Year Of Arxiv Daily Digests, what I learned...

Posted on December 7, 2017

Everyday this year, between 1 and 4am an email from arxiv.org appeared in my inbox, with the title and abstract of every paper submitted the previous day in Artificial Intelligence, Computation and Language, Computers and Society, Human-Computer Interaction, Information Retrieval, Learning, Other Computer Science, Programming Languages, Software Engineering, Social and Information Networks.

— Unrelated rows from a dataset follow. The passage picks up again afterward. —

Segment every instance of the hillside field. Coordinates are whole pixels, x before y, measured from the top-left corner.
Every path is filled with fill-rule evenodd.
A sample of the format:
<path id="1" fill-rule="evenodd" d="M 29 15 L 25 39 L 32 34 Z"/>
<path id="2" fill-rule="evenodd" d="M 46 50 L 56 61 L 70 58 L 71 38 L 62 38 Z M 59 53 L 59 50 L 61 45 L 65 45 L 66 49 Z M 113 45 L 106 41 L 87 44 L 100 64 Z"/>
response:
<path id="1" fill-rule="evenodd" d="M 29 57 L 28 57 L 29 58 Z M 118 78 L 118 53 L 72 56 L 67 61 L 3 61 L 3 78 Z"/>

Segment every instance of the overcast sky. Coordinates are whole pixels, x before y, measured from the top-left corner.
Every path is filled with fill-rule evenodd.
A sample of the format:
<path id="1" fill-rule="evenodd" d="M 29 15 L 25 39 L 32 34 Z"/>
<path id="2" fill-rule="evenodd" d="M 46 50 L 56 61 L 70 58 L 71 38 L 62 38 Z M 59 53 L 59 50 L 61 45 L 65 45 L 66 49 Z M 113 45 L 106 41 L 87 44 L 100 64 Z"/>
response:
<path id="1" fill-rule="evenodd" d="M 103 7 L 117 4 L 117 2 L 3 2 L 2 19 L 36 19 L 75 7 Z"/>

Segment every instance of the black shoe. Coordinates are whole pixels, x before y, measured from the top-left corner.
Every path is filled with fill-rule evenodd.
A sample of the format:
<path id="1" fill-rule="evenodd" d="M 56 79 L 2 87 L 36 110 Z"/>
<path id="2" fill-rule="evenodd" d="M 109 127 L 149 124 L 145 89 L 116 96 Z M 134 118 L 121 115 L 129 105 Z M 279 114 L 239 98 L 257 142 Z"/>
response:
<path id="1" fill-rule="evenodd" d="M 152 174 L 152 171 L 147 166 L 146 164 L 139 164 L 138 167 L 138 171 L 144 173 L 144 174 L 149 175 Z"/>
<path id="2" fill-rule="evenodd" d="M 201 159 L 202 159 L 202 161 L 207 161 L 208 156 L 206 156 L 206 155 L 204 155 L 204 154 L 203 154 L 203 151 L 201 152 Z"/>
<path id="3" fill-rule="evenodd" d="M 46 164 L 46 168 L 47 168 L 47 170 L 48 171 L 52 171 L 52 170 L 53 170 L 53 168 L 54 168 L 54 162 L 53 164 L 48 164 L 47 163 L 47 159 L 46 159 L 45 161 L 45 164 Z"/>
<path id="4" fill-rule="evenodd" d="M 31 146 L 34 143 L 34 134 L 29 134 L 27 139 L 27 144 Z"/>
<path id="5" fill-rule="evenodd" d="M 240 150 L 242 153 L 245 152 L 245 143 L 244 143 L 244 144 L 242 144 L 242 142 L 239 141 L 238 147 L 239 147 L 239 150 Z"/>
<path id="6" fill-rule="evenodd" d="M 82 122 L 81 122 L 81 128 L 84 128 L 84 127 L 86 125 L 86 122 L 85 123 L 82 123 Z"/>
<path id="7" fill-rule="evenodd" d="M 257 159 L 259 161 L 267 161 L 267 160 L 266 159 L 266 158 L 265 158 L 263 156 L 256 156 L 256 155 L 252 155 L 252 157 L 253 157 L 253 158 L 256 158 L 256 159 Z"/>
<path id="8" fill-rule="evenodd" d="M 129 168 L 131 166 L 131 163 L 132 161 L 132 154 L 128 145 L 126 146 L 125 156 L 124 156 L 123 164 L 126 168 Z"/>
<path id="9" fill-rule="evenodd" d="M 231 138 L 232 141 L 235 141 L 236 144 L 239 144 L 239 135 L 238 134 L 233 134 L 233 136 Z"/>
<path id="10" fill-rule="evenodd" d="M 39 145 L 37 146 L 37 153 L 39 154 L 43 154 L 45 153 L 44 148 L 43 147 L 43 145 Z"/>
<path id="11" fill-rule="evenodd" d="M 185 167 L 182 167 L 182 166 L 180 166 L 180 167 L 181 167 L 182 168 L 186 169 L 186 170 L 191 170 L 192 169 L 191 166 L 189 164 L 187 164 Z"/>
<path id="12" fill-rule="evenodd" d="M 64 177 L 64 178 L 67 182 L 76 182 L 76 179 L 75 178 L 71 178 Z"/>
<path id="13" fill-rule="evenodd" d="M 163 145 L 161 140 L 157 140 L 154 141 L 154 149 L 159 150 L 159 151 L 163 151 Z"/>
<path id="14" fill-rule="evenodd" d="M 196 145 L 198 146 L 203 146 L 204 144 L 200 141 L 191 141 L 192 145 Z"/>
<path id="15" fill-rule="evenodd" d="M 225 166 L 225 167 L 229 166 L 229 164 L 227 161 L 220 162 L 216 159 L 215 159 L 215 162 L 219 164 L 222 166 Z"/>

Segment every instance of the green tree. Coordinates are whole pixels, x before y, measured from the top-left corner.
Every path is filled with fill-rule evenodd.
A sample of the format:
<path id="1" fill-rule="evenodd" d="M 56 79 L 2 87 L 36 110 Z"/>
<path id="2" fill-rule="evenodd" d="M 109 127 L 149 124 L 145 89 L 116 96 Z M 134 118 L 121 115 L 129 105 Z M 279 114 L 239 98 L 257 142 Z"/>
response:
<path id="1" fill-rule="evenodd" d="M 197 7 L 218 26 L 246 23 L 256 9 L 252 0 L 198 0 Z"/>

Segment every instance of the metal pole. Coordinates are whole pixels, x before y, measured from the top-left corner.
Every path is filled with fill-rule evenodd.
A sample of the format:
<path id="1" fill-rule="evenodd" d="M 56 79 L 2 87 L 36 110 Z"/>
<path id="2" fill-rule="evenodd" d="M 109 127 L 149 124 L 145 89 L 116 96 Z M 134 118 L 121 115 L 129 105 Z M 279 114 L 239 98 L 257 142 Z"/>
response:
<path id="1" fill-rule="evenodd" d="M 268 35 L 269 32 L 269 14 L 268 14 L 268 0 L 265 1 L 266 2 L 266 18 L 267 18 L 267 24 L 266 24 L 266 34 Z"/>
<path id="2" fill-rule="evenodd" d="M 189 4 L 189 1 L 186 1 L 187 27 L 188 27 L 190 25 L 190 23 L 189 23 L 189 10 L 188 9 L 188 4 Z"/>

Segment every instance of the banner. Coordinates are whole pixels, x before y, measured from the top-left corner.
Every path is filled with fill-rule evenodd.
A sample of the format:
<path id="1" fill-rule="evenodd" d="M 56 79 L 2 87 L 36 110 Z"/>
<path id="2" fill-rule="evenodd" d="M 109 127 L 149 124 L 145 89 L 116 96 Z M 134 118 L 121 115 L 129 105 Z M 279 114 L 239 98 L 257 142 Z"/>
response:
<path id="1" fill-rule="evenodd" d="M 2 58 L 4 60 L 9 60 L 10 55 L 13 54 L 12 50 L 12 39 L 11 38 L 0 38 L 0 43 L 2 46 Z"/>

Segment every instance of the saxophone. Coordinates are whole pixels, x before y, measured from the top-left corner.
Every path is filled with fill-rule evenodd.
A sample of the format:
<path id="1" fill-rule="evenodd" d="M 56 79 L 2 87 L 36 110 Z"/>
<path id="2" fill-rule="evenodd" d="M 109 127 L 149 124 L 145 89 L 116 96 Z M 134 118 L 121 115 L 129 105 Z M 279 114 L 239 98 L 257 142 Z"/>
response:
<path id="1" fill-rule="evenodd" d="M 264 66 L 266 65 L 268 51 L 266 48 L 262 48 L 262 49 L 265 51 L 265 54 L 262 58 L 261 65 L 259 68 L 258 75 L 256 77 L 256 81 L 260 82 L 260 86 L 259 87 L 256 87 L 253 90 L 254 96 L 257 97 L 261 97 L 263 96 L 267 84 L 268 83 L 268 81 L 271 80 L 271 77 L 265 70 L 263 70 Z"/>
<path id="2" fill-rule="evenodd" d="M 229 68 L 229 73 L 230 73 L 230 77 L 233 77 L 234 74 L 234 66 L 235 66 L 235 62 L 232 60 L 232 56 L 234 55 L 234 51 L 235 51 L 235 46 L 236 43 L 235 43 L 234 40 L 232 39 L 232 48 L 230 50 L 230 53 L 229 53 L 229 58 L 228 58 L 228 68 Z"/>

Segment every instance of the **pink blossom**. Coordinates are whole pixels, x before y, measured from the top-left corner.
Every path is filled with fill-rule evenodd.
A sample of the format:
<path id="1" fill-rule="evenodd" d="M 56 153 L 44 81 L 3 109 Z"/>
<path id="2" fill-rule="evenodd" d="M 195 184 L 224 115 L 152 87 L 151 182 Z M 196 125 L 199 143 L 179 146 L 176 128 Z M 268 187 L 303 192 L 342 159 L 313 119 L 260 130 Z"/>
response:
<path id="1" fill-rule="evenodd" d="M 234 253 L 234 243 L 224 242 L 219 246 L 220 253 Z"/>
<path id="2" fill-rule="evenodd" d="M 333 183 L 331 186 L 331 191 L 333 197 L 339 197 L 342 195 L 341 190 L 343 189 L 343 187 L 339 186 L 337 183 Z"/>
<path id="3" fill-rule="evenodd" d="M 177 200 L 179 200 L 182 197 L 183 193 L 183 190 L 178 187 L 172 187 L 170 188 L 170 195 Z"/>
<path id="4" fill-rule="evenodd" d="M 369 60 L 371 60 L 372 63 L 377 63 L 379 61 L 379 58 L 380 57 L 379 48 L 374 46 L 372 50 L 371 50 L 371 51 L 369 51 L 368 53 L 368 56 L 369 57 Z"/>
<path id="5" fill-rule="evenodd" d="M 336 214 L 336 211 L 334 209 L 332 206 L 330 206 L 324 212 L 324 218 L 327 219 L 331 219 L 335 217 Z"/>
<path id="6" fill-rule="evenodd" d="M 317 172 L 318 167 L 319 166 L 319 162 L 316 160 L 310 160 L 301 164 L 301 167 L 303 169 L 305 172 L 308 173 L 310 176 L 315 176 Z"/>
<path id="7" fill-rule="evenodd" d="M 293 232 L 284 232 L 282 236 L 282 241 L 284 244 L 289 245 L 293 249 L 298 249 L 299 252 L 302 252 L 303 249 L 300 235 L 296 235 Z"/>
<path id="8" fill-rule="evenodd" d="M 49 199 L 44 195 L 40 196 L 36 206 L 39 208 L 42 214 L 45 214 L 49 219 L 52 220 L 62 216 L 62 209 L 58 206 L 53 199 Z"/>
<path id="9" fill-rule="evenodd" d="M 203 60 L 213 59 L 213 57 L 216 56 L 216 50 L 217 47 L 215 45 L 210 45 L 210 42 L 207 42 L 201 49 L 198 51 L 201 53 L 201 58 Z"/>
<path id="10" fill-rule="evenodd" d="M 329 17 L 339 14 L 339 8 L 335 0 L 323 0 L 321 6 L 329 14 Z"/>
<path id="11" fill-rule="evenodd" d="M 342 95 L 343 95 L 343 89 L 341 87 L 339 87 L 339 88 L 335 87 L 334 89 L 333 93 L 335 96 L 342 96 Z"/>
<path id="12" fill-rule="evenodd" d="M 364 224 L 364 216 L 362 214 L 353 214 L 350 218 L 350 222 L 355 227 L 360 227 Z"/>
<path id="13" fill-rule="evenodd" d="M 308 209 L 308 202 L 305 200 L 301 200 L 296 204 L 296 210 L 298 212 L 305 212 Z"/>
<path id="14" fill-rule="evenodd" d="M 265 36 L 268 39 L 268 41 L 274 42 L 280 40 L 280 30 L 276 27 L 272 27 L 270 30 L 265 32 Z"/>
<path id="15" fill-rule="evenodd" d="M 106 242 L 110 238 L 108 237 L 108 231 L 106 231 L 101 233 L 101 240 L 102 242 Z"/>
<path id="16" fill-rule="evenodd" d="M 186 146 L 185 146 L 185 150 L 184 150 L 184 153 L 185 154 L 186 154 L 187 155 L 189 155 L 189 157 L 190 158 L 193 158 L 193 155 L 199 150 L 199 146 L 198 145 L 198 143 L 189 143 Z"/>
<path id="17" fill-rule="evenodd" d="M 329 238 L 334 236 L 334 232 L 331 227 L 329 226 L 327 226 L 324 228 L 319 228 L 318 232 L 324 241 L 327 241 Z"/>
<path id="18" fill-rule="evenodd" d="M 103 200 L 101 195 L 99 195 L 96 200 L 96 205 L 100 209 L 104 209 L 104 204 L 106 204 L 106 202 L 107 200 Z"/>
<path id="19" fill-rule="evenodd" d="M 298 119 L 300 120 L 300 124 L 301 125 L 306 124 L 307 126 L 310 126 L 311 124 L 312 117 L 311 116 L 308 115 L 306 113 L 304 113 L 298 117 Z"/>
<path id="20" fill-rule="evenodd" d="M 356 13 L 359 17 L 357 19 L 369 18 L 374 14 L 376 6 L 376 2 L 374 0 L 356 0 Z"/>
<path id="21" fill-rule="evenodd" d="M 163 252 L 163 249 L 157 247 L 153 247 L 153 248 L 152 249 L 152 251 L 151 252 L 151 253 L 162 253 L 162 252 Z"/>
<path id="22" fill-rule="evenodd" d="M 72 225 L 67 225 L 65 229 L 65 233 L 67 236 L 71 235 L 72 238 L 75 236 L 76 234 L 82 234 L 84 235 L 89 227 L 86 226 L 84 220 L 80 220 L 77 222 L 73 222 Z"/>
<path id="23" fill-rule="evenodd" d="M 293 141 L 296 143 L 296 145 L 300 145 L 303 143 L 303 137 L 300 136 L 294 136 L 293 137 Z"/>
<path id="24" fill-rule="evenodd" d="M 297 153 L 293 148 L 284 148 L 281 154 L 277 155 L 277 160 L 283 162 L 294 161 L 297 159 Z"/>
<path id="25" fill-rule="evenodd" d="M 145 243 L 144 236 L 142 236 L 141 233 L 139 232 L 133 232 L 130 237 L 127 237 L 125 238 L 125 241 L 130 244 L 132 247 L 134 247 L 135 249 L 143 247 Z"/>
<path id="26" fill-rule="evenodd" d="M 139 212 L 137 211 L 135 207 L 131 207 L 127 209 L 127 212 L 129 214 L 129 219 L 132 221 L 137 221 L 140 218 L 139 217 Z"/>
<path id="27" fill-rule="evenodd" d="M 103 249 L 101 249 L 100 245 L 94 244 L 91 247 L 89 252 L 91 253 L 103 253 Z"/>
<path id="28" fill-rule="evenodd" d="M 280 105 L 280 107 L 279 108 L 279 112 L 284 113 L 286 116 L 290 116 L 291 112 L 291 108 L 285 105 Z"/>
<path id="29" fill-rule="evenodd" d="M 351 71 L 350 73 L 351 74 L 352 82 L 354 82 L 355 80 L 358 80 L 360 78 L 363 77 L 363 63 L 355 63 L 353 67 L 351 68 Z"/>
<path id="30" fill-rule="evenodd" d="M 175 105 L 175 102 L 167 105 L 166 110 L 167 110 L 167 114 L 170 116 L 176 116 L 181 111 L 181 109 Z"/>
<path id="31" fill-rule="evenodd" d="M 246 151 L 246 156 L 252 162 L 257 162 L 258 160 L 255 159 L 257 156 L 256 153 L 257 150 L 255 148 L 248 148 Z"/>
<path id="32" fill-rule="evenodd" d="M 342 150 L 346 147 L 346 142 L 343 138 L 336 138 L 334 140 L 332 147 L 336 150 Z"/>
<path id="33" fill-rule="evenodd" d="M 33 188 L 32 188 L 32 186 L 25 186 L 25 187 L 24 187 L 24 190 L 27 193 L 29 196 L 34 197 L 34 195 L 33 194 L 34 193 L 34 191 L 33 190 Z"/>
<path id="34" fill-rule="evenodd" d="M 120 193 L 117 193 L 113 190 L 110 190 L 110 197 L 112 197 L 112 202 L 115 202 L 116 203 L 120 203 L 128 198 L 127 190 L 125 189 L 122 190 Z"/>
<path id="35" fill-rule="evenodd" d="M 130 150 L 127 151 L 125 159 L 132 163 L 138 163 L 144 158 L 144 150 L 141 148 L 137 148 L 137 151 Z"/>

It’s a lot. Today, 156 submissions. I don’t read all the abstracts, just the title, then read into the abstract until I have a reason not to. Maybe every other day I finish a paper, but those are the topics needed to cover my interests in data science, software engineering, and start up technologies. For me, its a question of breadth and depth.

Why I did It

Curiosity. But that’s not a good enough answer! The first major reason is that I enjoy reading and scrutinizing papers, of all levels, and to be honest, Arxiv.org is a bit of a mixed bag. The next, is that I like searching for ideas that relate to what I’m doing at work, and inspire me to develop the skills I need to do a ‘great’ side project currently beyond my skills. There’s been a lot of positive feedback while reading, and I find new information all the time that are tangentially related to work.

What I found

Over the course of the year I found a variety of interesting papers that have influenced my work, thinking, and that I otherwise just think are worth sharing. Here they are:

January

A Conceptual Introduction to Hamiltonian Monte Carlo STAN, a probabilistic programming language used for bayesian statistics, uses Hamiltonian Monte Carlo, and this is the guide for understanding the algorithm with a differential geometry primer included. Betancourt provides a good overview, covering the concepts, important metrics used for debugging STAN, and even the mathematics behind Hamiltonian Systems and phase space. This is a fascinating paper from the perspective of applying physics to solve numerical problems alone, but what makes it great is the geometric intuition it provides when you need to get a STAN model to converge. In my experience, the intersection between statistical model, STAN implementation, and convergence provides the solution space for possible bayesian models in STAN, and this guide really helps understand the later two concepts.

April

The Future of Ad Blocking: An Analytical Framework and New Techniques Ads are everywhere, and we are only becoming more conscience of the effect they have on our attention, web experience, and importantly, privacy. Blocking ads is popular, although existing solutions are technically rudimentary in their implementation. The authors discuss how the ad blocking may likely evolve, what technical game states will be encountered, and propose an interesting end game that consists of user software that can both actively block ads while obfuscating ad block detection. There is incredible demand for ad-blocking software, and this paper really spells out and interesting solution to a problem many of us face!

June

Developing Bug-Free Machine Learning Systems With Formal Mathematics
The authors here are trying to bridge the gap between building a machine learning system, and deploying that system in production. If you are unfamiliar with how difficult this is, its a problem of design opposites: in model develop you are looking for a solution and you aren’t sure what exactly you’ll end up with, and in production you need a fast, efficient, and ultimately reliable algorithm that will work safely every time. What’s so fascinating, is that they built a programming language with theorem proving expressive enough to run a variety of models needed for exploring model space, which is inherently “safe” enough to run in production. This idea is certainly far from finished, but its an early example of how programming language theory can help solve some of the more difficult problems in industrial data science and machine learning. This idea is far from finished, and 2018 will hopefully see more work being done on this, with possible integrations with the major deep learning libraries.

July

Sparsity information and regularization in the horseshoe and other shrinkage priors Regularization is important in machine learning, and lets us train models that efficiently use just the features needed for prediction. Known as sparsity for bayesian statistics, this problem is difficult in terms of both defining the proper theoretical distributions, and computationally estimating the distributions parameters with sampling techniques. This paper goes a long way by providing theoretically justified, and computationally converging priors that allow for sparsity constraints to easily be added to bayesian models in STAN. This is a huge breakthrough, and adds a significant new practical technique available for bayesian modeling in STAN. Where only strongly uninformative priors were available before, we now have the ability to select n out of k features to be used in the final bayesian model. This should make STAN a viable option for feature selection, potentially expanding its role in many data science projects.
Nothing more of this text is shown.